Additionally, Dr, Greenstein says to never feed your pet the following:
- Alcohol of any kind
- Apple pie
- Artificial sweeteners such as xylitol
- Banana leafs
- Bread or pizza dough
- Chili peppers
- Corn husk
- Dairy, including whipped cream
- Eggnog (try making this dog-friendly version instead)
- Fried foods, such as latkes, okra, pastries, buñuelos, and sufganiyot
- Grapes or raisins
- Gravy (try making this dog-friendly version instead)
- Green bean casserole
- Hot sauce
- Jelly and jams
- Mac and cheese
- Nuts, including macadamia nuts and walnuts
- Pumpkin pie
- Sour cream
- Yeast (see bread/pizza dough, above)
If you suspect your pet has ingested any of these foods, seek veterinary attention immediately.

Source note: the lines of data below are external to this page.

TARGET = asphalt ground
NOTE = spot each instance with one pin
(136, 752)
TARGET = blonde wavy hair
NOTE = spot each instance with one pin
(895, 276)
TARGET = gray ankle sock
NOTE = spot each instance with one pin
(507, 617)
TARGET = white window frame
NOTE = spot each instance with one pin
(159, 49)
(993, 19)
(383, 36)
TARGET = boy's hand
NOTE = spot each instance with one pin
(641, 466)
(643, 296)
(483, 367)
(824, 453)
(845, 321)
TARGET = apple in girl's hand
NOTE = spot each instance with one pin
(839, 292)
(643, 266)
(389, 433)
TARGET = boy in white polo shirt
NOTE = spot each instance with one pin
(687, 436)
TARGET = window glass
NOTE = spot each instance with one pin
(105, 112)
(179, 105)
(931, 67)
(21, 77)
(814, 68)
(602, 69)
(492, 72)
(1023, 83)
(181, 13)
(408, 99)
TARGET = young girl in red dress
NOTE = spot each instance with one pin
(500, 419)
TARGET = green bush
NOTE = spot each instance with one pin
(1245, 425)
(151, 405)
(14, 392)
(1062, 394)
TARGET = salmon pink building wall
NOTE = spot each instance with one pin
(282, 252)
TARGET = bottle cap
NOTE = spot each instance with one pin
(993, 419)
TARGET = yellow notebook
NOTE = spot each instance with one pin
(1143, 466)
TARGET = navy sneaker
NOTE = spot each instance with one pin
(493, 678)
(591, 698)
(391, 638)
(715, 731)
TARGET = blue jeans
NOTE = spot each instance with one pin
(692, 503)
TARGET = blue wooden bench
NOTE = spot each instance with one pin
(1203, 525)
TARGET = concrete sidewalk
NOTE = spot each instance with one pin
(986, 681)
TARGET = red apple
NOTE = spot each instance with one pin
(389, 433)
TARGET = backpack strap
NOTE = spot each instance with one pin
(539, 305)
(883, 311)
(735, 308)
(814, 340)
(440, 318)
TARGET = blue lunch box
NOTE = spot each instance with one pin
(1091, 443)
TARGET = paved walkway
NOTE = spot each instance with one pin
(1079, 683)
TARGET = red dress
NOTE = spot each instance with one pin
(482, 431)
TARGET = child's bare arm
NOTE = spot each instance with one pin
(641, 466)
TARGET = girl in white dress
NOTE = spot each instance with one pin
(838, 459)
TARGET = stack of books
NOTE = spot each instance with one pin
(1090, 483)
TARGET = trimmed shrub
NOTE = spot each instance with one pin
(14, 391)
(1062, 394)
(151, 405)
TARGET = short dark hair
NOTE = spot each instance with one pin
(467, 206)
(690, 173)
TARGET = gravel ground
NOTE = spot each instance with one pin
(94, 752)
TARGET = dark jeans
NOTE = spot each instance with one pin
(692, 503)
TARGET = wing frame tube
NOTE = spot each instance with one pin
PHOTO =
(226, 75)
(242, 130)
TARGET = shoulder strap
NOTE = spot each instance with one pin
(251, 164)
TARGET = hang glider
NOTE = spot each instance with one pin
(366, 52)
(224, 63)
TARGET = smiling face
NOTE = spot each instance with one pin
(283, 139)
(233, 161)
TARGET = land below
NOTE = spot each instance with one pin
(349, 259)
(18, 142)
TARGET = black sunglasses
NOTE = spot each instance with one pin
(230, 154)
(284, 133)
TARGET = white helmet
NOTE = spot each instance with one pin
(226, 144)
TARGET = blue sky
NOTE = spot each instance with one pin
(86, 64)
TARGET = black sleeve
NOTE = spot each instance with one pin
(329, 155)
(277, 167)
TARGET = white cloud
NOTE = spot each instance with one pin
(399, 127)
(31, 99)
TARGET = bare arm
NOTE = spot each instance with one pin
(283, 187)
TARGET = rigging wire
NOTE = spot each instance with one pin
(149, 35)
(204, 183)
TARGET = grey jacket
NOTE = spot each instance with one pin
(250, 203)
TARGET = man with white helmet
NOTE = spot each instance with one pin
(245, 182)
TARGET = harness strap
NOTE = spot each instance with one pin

Festive Pet-Friendly Treats You Can Make or Buy
Your pet can still get in on the fun with special treats you make or buy just for them. Here are some holiday favorites we recommend:
Treats for dogs:
- Hearty Sweet Potato Casserole for Dogs
- 11 Pumpkin Dog Treats to Fall For
- Homemade Pumpkin Pie Dog Treats
- The Turdoggen: A Gloriously Stuffed Butternut Squash for Dogs
- Leftover Turkey Meatballs for Dogs
Treats for cats:
- Pumpkin No Spice Latte for Cats
- “Cheesy” Holiday Cat Treats
- Push Pop Pumpkin Cat Treats: A Recipe for Fall
- The Six Best Pumpkin Treats for Cats
- Spice Up Kitty’s Holidays With the Best Christmas Cat Treats
In the season of giving and celebrating, it’s only right to want to include pets in the festivities. Just remember that the abundance of holiday foods humans enjoy this time of year are not the same cornucopia for our pets.
With a little supervision and research, your pets can safely enjoy holiday foods right along with you and your family.
*Methodology: An October 2022 Rover survey of 1,000 dog and cat parents in the U.S.